Auch die IG Metall Weser-Elbe hat zu Neuhoffs Äußerungen Stellung bezogen. "Der neue Bürgermeister und Kämmerer Torsten Neuhoff wird aufgefordert, seine Aussagen über den OTB zu überdenken und zur Windbranche und damit zu Hunderten von Arbeitsplätzen in Bremerhaven zu stehen", heißt es in einer Mitteilung. Die Gewerkschaft sei weiterhin für den OTB-Bau.
2013 wollte die Bremerhavener Stadtverwaltung mit dem Bau des Offshore-Terminals beginnen, dessen Fertigstellung für 2014 angedacht war. Windenergieanlagen und andere Elemente für Offshore-Windparks sollen dort verladen werden. Der Naturschutzverband BUND hat das Projekt scharf kritisiert und Klage dagegen eingelegt. Der Bau würde in den EU-Schutzgebieten Luneplate und Weser bei Bremerhaven zu irreparablen Schäden führen. Unter anderem könnten verschiedene Wattvogelarten, Wanderfische und Schweinswale unter der Lärmbelastung bim Bau leiden.

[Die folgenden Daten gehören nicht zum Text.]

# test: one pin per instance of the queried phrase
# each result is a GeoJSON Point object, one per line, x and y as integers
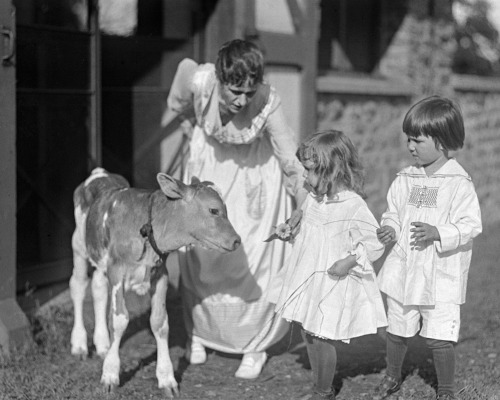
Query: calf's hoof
{"type": "Point", "coordinates": [196, 353]}
{"type": "Point", "coordinates": [170, 393]}
{"type": "Point", "coordinates": [79, 352]}
{"type": "Point", "coordinates": [169, 386]}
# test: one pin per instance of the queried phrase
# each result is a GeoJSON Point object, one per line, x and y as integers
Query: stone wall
{"type": "Point", "coordinates": [375, 126]}
{"type": "Point", "coordinates": [418, 57]}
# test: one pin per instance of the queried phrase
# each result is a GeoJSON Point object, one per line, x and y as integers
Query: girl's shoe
{"type": "Point", "coordinates": [445, 396]}
{"type": "Point", "coordinates": [386, 387]}
{"type": "Point", "coordinates": [323, 395]}
{"type": "Point", "coordinates": [195, 352]}
{"type": "Point", "coordinates": [251, 365]}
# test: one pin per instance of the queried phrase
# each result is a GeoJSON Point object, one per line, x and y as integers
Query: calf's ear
{"type": "Point", "coordinates": [172, 187]}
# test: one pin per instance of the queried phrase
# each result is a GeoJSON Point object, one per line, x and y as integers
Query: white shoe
{"type": "Point", "coordinates": [251, 365]}
{"type": "Point", "coordinates": [195, 352]}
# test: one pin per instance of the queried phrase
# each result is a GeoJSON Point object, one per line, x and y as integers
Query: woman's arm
{"type": "Point", "coordinates": [180, 97]}
{"type": "Point", "coordinates": [285, 146]}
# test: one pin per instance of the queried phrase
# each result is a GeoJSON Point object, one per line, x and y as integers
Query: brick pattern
{"type": "Point", "coordinates": [420, 55]}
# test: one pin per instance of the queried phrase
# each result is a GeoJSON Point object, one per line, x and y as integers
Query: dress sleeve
{"type": "Point", "coordinates": [180, 97]}
{"type": "Point", "coordinates": [285, 146]}
{"type": "Point", "coordinates": [365, 245]}
{"type": "Point", "coordinates": [464, 219]}
{"type": "Point", "coordinates": [391, 215]}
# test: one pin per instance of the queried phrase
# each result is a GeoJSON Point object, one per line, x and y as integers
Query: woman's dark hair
{"type": "Point", "coordinates": [239, 61]}
{"type": "Point", "coordinates": [439, 118]}
{"type": "Point", "coordinates": [335, 161]}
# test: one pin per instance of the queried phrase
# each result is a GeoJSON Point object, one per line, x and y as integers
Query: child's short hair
{"type": "Point", "coordinates": [439, 118]}
{"type": "Point", "coordinates": [239, 61]}
{"type": "Point", "coordinates": [335, 161]}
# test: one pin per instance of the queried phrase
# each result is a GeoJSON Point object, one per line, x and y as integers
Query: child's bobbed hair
{"type": "Point", "coordinates": [439, 118]}
{"type": "Point", "coordinates": [335, 161]}
{"type": "Point", "coordinates": [239, 61]}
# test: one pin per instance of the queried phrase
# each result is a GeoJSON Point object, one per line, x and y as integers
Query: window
{"type": "Point", "coordinates": [354, 34]}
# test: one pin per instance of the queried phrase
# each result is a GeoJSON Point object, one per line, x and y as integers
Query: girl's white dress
{"type": "Point", "coordinates": [252, 161]}
{"type": "Point", "coordinates": [331, 307]}
{"type": "Point", "coordinates": [439, 271]}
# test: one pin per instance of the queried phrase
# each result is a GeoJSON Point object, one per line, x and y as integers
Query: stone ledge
{"type": "Point", "coordinates": [474, 83]}
{"type": "Point", "coordinates": [362, 85]}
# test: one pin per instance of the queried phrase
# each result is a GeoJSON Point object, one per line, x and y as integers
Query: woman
{"type": "Point", "coordinates": [241, 142]}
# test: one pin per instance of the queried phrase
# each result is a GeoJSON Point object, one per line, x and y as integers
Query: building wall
{"type": "Point", "coordinates": [371, 110]}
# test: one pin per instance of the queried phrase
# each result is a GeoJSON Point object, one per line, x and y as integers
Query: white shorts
{"type": "Point", "coordinates": [440, 321]}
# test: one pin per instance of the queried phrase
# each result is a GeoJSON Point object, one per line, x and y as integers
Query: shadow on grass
{"type": "Point", "coordinates": [363, 356]}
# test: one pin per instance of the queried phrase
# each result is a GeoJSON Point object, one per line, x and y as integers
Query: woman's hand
{"type": "Point", "coordinates": [294, 221]}
{"type": "Point", "coordinates": [342, 267]}
{"type": "Point", "coordinates": [386, 234]}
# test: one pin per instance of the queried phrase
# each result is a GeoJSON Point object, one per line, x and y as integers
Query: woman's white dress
{"type": "Point", "coordinates": [252, 161]}
{"type": "Point", "coordinates": [331, 307]}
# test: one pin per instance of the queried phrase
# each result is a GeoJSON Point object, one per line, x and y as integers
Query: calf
{"type": "Point", "coordinates": [126, 234]}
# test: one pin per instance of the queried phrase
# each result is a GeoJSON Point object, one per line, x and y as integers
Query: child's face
{"type": "Point", "coordinates": [424, 150]}
{"type": "Point", "coordinates": [311, 178]}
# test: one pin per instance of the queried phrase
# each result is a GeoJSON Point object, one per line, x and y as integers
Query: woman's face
{"type": "Point", "coordinates": [235, 98]}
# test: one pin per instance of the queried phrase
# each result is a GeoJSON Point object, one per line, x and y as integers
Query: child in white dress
{"type": "Point", "coordinates": [329, 285]}
{"type": "Point", "coordinates": [432, 214]}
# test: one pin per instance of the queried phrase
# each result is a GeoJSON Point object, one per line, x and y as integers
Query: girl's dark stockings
{"type": "Point", "coordinates": [323, 358]}
{"type": "Point", "coordinates": [396, 352]}
{"type": "Point", "coordinates": [443, 353]}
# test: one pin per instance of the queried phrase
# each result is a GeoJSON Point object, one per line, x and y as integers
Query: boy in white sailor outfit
{"type": "Point", "coordinates": [432, 216]}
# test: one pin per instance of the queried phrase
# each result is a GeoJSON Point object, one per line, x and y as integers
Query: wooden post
{"type": "Point", "coordinates": [14, 326]}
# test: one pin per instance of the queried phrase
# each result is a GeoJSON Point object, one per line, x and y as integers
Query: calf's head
{"type": "Point", "coordinates": [200, 213]}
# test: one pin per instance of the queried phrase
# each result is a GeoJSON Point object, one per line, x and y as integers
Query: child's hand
{"type": "Point", "coordinates": [423, 232]}
{"type": "Point", "coordinates": [386, 234]}
{"type": "Point", "coordinates": [342, 267]}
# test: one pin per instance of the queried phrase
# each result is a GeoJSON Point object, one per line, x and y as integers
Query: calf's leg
{"type": "Point", "coordinates": [100, 298]}
{"type": "Point", "coordinates": [119, 321]}
{"type": "Point", "coordinates": [77, 286]}
{"type": "Point", "coordinates": [160, 328]}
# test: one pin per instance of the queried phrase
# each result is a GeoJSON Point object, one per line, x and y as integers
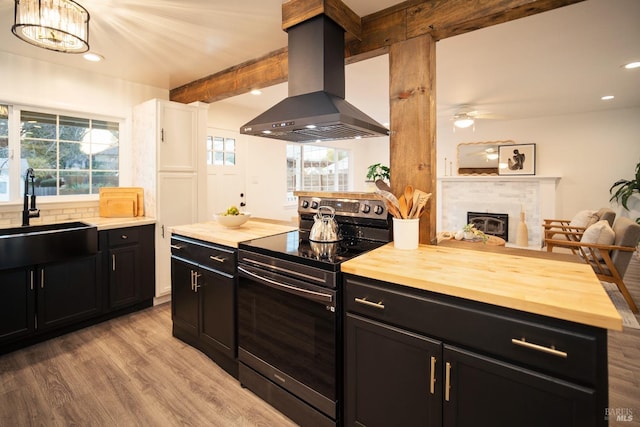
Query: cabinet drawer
{"type": "Point", "coordinates": [123, 236]}
{"type": "Point", "coordinates": [549, 345]}
{"type": "Point", "coordinates": [208, 255]}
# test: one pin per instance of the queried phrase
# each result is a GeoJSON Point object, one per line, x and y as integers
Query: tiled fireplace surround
{"type": "Point", "coordinates": [498, 194]}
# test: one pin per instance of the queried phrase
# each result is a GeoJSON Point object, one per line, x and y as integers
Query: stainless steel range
{"type": "Point", "coordinates": [290, 304]}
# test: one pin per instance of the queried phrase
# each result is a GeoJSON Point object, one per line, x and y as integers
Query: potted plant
{"type": "Point", "coordinates": [623, 189]}
{"type": "Point", "coordinates": [378, 171]}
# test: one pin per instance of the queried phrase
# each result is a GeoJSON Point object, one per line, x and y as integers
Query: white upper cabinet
{"type": "Point", "coordinates": [177, 131]}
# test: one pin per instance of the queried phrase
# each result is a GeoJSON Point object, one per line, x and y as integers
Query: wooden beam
{"type": "Point", "coordinates": [412, 68]}
{"type": "Point", "coordinates": [448, 18]}
{"type": "Point", "coordinates": [380, 31]}
{"type": "Point", "coordinates": [266, 71]}
{"type": "Point", "coordinates": [297, 11]}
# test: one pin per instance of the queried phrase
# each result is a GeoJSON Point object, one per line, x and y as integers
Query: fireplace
{"type": "Point", "coordinates": [494, 224]}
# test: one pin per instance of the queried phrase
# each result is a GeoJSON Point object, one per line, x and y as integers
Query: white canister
{"type": "Point", "coordinates": [406, 233]}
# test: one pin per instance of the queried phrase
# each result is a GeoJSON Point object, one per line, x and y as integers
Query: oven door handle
{"type": "Point", "coordinates": [295, 290]}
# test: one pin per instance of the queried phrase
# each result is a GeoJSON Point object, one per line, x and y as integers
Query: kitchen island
{"type": "Point", "coordinates": [204, 284]}
{"type": "Point", "coordinates": [213, 232]}
{"type": "Point", "coordinates": [447, 336]}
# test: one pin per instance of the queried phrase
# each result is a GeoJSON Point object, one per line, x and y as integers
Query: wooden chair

Das Verwaltungsgericht Bremen gab der Klage Recht. Auch sei die Wasserstraßen- und Schifffahrtsverwaltung des Bundes für das Planfeststellungsverfahren verantwortlich, nicht der Senator für Umwelt, Bau und Verkehr. Dieser legte daraufhin beim Oberverwaltungsgericht Widerspruch ein. Ein abschließendes Urteil steht noch aus.
Cuxhavens Schwerguthafen
2015 fuhren Unterstützer eine Schlappe ein, als der potenzielle OTB-Kunde Siemens Bremerhaven eine Abfuhr erteilte und bekannt gab, ein neues Werk mit etwa 1000 Arbeitsplätzen in Cuxhaven zu eröffnen. Im Gegensatz zu Bremerhaven war Cuxhavens Schwerguthafen zu dem Zeitpunkt bereits fertiggestellt und einsatzbereit.
Befürworter weisen darauf hin, dass das OTB auch ohne aktuelle Großkunden eine sinnvolle Investition sei: Der Offshore-Terminal Cuxhaven wurde 2009 gebaut. Die Hoffnung, das Bauunternehmen Strabag würde den Standort nutzen, ging nicht in Erfüllung. Bis zu Siemens Zusage stand die Anlage größtenteils ungenutzt.
An diesem Mittwoch wird die Bremische Bürgerschaft über das OTB debattieren. Ab 16.45 Uhr ist eine Sitzung zum Thema einberufen.